NC elections board rejects Sunday voting, campus polling sites in handful of counties
Published in News & Features
RALEIGH, N.C. — In a heated meeting punctuated by a student protest, the North Carolina State Board of Elections on Tuesday voted against including some Sunday voting opportunities and on-campus voting sites in the March primary election.
In mostly party-line votes, the board’s new Republican majority voted to approve early voting plans from counties where election boards were unable to reach a unanimous agreement.
This included voting against a proposal to include early voting sites at UNC Greensboro and North Carolina A&T State University, prompting a confrontation with students who had come in support of the sites.
The State Board of Elections also voted against including Sunday voting in six counties that had disagreed on the issue and cut a longtime early voting site at Western Carolina University.
As of Tuesday afternoon, the board was still voting on proposals from several other counties.

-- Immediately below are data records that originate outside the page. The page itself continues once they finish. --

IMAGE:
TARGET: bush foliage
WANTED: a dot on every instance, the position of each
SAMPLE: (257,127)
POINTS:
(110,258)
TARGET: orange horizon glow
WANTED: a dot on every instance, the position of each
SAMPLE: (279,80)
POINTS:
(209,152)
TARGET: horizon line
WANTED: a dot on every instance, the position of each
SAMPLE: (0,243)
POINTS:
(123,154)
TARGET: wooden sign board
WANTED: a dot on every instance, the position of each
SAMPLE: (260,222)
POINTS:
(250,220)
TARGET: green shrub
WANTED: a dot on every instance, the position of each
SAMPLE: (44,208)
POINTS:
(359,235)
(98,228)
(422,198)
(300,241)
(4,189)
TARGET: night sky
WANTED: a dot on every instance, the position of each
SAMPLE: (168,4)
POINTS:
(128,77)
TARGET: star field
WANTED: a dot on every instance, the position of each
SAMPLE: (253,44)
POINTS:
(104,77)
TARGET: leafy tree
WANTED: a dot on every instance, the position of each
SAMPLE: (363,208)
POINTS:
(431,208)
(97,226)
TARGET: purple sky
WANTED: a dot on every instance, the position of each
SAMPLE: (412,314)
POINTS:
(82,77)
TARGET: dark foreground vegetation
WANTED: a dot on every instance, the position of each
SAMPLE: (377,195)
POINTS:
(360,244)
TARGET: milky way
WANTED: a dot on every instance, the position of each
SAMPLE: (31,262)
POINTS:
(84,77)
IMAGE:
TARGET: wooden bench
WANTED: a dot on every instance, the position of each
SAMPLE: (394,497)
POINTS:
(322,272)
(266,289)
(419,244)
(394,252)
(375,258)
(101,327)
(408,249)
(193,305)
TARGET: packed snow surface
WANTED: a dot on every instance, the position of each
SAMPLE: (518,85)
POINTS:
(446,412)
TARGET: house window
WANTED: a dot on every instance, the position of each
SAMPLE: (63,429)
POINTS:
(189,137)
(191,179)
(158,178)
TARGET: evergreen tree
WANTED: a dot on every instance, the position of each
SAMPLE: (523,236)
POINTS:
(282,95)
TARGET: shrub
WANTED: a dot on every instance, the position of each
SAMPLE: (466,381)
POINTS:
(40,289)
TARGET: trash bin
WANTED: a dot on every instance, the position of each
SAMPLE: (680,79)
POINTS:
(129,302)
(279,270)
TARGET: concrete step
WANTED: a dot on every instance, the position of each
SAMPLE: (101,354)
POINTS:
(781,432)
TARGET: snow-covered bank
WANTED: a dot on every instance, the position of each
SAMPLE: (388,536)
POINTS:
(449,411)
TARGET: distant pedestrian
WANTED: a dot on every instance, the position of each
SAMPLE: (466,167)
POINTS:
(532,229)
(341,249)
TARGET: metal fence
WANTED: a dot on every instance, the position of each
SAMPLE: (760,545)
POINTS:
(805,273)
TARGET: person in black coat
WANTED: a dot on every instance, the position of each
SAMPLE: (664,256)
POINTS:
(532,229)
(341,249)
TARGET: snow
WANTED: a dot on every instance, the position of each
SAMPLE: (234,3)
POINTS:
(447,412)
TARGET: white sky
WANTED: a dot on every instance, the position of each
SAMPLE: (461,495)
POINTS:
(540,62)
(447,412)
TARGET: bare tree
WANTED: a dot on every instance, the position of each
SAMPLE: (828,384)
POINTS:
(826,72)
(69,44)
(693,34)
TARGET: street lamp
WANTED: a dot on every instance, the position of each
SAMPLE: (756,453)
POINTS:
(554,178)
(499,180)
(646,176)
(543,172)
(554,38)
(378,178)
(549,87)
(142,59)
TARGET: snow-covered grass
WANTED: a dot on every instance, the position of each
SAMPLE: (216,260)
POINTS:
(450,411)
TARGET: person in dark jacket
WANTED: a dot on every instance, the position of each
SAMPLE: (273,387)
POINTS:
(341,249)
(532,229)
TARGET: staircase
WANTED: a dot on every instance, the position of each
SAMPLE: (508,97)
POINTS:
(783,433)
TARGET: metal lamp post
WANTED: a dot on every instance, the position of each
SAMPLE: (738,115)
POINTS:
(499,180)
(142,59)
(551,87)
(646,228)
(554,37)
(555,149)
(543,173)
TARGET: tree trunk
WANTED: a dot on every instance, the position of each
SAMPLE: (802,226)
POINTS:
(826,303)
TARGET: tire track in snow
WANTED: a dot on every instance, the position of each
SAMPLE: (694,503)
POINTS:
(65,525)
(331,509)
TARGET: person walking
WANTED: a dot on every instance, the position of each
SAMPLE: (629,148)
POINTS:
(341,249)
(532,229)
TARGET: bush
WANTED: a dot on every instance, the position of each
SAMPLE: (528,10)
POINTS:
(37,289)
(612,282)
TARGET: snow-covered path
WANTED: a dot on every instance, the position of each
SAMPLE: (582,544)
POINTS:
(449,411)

These types of disagreements are common, and state law has long required that if county boards can’t reach a unanimous decision, the state will have the final say. But in the wake of a massive restructuring of North Carolina’s election apparatus earlier this year — which flipped all boards to Republican control — new leadership may handle such disputes differently than in the past.
The counties at issue are Alamance, Brunswick, Columbus, Craven, Cumberland, Greene, Guilford, Harnett, Jackson, Madison, Pitt, and Wayne.